Com o tema “O papel do Poder Judiciário na garantia da segurança pública como direito fundamental”, Fachin percorreu as dimensões de atuação do Judiciário, seus limites constitucionais e os desafios impostos ao sistema de Justiça brasileiro na atualidade. O ministro defendeu que o Estado tem o dever de proteger a liberdade sem abandonar a segurança, promover a ordem sem sacrificar a dignidade humana e agir com racionalidade dentro dos preceitos constitucionais.
Três dimensões de atuação
Para Fachin, a atuação do Judiciário se desdobra em três frentes: como guardião das liberdades contra abusos e opressão do Estado, como supervisor da proteção efetiva dos cidadãos e como articulador institucional. O ministro foi categórico ao afirmar que o Judiciário não substitui a polícia, mas exige que ela atue dentro dos limites constitucionais.
Como exemplo, citou decisões do STF na Arguição de Descumprimento de Preceito Fundamental (ADPF) 635, conhecida como “ADPF das Favelas”, que estabelece parâmetros para operações policiais em comunidades do Rio de Janeiro. Para o ministro, tais decisões ilustram como o Judiciário pode e deve supervisionar a atuação do aparato de segurança do Estado.
No campo da dignidade humana, Fachin afirmou ser necessário “não só impedir abusos, mas enfrentar omissões”, mesmo quando essas omissões são estruturais e sistêmicas. Nesse contexto, referenciou a ADPF 347, por meio da qual o STF reconheceu o estado de coisas inconstitucional no sistema penitenciário brasileiro.
Autocontenção e limites do Judiciário
O ministro defendeu que o Judiciário — e em especial o STF, como detentor da palavra final em matéria constitucional — deve praticar autocontenção e reflexão crítica. Segundo ele, juízes não substituem especialistas e devem dialogar com conhecimento técnico e evidências empíricas antes de proferir decisões de grande impacto social.

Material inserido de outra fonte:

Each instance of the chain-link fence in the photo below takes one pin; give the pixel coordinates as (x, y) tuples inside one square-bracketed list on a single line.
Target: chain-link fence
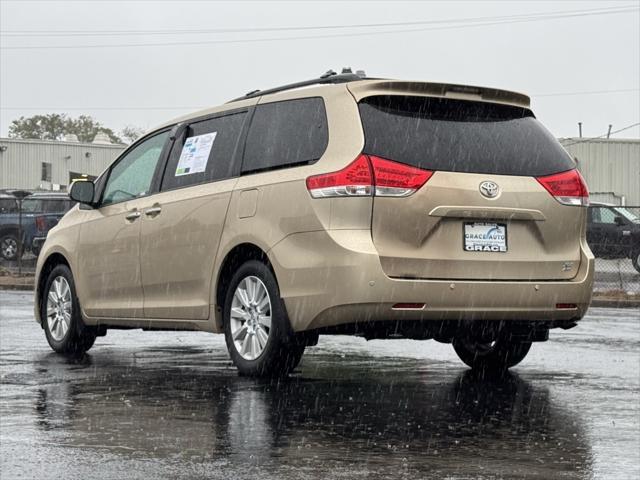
[(613, 233)]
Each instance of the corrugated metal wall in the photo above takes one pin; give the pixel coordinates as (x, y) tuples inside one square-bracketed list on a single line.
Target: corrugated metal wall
[(21, 162), (610, 167)]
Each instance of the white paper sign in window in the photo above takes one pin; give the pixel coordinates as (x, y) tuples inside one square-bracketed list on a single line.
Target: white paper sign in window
[(195, 154)]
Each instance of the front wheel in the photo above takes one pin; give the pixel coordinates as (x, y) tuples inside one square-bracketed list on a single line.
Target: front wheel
[(495, 355), (9, 246), (61, 317), (256, 326)]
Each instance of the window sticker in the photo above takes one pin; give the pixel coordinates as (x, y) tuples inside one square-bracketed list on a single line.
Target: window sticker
[(195, 154)]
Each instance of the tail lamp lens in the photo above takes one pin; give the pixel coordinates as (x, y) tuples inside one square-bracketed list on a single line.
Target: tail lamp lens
[(568, 188), (368, 175)]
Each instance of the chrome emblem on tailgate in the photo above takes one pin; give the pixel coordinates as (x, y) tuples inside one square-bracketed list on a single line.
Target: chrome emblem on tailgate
[(489, 189)]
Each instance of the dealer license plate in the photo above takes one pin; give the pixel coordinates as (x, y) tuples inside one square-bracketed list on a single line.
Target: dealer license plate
[(485, 237)]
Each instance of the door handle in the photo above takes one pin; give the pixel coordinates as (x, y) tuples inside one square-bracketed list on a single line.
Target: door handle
[(133, 215), (153, 211)]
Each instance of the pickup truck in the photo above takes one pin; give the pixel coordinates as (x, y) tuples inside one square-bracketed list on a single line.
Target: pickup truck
[(614, 232), (40, 213)]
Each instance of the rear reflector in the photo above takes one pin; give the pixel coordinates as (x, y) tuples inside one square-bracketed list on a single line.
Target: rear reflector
[(566, 306), (408, 306), (367, 176), (568, 188), (41, 224)]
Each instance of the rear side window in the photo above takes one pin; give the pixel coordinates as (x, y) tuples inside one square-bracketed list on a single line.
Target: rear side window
[(32, 205), (289, 133), (205, 153), (460, 136), (8, 205)]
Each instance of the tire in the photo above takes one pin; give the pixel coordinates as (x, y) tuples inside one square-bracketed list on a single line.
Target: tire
[(256, 327), (491, 357), (63, 327), (635, 259), (9, 246)]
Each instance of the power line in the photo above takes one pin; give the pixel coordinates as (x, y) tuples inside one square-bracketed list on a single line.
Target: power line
[(586, 140), (196, 107), (539, 15), (522, 19), (592, 92)]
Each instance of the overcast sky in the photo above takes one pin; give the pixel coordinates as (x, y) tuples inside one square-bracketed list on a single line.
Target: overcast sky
[(555, 60)]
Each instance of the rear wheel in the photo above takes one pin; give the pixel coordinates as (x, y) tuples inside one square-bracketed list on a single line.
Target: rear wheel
[(256, 326), (635, 258), (492, 355), (60, 314)]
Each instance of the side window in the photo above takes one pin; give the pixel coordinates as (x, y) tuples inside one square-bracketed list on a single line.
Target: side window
[(603, 215), (131, 177), (293, 132), (55, 206), (205, 153), (8, 205)]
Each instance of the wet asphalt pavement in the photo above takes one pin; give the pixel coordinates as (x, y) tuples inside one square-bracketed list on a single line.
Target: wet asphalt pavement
[(170, 405)]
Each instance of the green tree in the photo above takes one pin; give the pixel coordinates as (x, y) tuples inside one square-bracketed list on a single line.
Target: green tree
[(131, 133), (44, 127), (54, 126)]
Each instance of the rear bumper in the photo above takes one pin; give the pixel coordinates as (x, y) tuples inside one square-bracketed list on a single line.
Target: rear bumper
[(329, 278)]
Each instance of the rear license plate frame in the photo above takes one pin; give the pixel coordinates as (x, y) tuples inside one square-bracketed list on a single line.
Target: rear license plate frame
[(485, 245)]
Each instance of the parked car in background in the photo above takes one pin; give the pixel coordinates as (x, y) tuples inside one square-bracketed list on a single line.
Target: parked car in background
[(40, 213), (614, 232)]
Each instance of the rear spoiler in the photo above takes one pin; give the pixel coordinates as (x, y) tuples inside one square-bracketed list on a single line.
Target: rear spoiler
[(364, 89)]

“O Judiciário não pode transformar preferências pessoais em comandos constitucionais”, afirmou Fachin, acrescentando que decisões judiciais descoladas da realidade geram frustração social e descrédito institucional quando não produzem mudanças concretas. A advertência foi dirigida tanto à magistratura quanto ao debate público sobre os limites do ativismo judicial.
A postura de autocontenção, para o ministro, não significa omissão, mas responsabilidade institucional. O Judiciário deve agir onde a Constituição o convoca, e recuar onde ela não o autoriza — uma distinção que, segundo ele, exige permanente vigilância interpretativa.

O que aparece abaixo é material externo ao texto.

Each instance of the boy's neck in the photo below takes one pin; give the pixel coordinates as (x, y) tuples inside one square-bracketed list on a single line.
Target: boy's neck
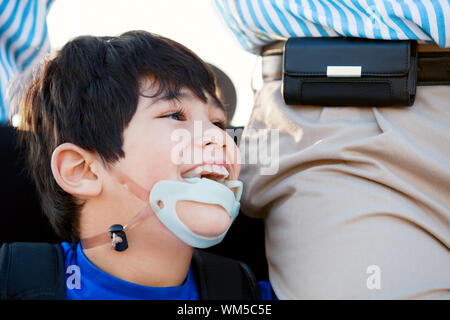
[(153, 258)]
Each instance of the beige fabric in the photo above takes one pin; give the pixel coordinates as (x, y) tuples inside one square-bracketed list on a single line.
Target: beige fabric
[(355, 187)]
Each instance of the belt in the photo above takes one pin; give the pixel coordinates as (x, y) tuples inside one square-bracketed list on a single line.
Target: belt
[(433, 63)]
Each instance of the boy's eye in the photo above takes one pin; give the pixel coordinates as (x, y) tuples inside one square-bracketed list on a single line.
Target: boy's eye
[(220, 124), (175, 116)]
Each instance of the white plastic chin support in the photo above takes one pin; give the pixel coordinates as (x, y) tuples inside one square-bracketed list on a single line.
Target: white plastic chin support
[(200, 190)]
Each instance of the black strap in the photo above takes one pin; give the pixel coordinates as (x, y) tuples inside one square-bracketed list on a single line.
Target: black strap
[(221, 278), (32, 271)]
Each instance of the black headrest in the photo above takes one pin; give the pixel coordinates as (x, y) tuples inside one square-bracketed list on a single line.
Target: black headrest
[(21, 214)]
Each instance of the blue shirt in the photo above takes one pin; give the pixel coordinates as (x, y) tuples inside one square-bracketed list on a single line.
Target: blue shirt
[(84, 281), (258, 22), (23, 42)]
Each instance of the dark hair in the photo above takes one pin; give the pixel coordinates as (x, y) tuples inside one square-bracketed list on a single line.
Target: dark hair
[(87, 95)]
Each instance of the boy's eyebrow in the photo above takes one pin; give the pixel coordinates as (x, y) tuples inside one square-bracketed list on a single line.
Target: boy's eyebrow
[(184, 94)]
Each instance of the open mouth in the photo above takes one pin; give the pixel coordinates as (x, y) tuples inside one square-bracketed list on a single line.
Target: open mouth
[(210, 171)]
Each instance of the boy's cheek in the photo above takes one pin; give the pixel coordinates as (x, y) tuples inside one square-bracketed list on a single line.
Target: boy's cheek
[(209, 220)]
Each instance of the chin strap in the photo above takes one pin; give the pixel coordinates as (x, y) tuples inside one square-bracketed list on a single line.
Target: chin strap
[(116, 233)]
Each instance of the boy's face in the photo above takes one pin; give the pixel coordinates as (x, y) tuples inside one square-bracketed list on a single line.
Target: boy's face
[(169, 137)]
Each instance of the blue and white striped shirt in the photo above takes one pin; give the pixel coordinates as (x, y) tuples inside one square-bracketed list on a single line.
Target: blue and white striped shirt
[(258, 22), (23, 41)]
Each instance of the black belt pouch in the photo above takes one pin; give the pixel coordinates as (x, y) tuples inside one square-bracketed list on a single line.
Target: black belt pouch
[(349, 72)]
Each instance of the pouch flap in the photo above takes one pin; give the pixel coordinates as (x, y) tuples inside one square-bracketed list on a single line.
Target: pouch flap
[(312, 56)]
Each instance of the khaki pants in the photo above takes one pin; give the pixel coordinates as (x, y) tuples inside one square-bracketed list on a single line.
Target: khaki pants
[(360, 205)]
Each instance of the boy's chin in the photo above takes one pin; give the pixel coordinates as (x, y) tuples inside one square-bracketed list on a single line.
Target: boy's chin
[(208, 220)]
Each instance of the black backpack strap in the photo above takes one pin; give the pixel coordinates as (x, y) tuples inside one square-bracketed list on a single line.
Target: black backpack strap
[(32, 271), (221, 278)]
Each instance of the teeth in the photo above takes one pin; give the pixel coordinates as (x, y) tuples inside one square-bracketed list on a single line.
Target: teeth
[(221, 170)]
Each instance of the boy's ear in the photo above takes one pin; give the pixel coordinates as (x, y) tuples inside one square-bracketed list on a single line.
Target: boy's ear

Inteligência artificial, crime organizado e confiança pública
Entre os desafios contemporâneos enfrentados pelo sistema de Justiça, Fachin destacou os riscos à privacidade decorrentes do uso de inteligência artificial e a crescente apropriação dessas tecnologias pelo crime organizado. Para ele, a proteção de grupos vulneráveis diante desse novo cenário tecnológico também é uma responsabilidade do Judiciário.
O ministro ressaltou ainda a importância da legitimidade democrática das instituições em contextos de polarização política. Segundo ele, o Judiciário deve se pautar pela força dos argumentos, pela transparência e pela fidelidade à Constituição Federal para preservar sua credibilidade perante a sociedade.
“Sempre que o juiz parece atuar como agente político disfarçado de intérprete jurídico, perde-se confiança pública. E sem confiança pública nenhuma instituição prospera”, pontuou Fachin, em um dos trechos mais contundentes de sua fala.
Evento na FGV reuniu especialistas em segurança pública
A palestra foi promovida pelo Programa de Mestrado e Doutorado em Gestão de Políticas Públicas da FGV, em conjunto com o curso de graduação e a Escola de Direito da instituição. A mesa contou com a participação do professor Renato Sérgio de Lima, do Departamento de Gestão Pública da FGV/EAESP e diretor-presidente do Fórum Brasileiro de Segurança Pública, e da professora Luisa Moraes Abreu Ferreira, da Escola de Direito da FGV/SP.
Ao encerrar sua fala, Fachin sintetizou a missão do Judiciário na área de segurança pública em uma fórmula que equilibra proteção e prudência: ser “comprometido com direitos e consciente de seus limites” — um recado tanto para dentro do próprio sistema de Justiça quanto para a sociedade que dele depende.